One of the ways that we encourage this balance is by planting a wide range of different herbs and perennials, mixing plants up and allowing self-seeding or in the case of the vegetable garden, companion planting with pot marigolds. These vibrant double flowers, Calendula officinalis 'Orange King' were favourites of Gertrude Jekyll and I love their cheerful, bright Indian colours. Here you can see them grown in front of the runner beans which we are now harvesting - how delicious freshly picked runner beans are! We are growing a variety called 'Painted Lady' for its pretty bicoloured flowers in red and white, good enough to grow in a front garden.

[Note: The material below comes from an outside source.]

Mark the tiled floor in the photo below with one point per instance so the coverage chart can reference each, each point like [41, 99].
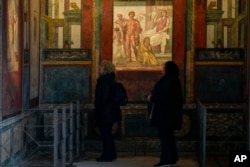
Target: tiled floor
[185, 160]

There's so much to notice that is out in flower right now despite the fact that August is a difficult time to keep the garden looking dynamic. One of the hardest working plants I can think of is this low-growing Persicaria affine which spreads in flat mats across the paving slabs and breaks up the line of the gravel path. It's flowers just keep on and on, changing colour as they mature from palest pink, through deep pink to a swathy red. This means that you have all these colours at once on its spreading mass, and its attractive leaves will start to colour up too when the autumn comes. Our gravel paths are made from whinstone from a local quarry just three miles away - whinstone is what forms the rocky outcrops along which Hadrian's Wall loops and twists in much photographed undulations. The grey gravel is such a good foil for so many garden plants and hasn't had lots of miles to travel either!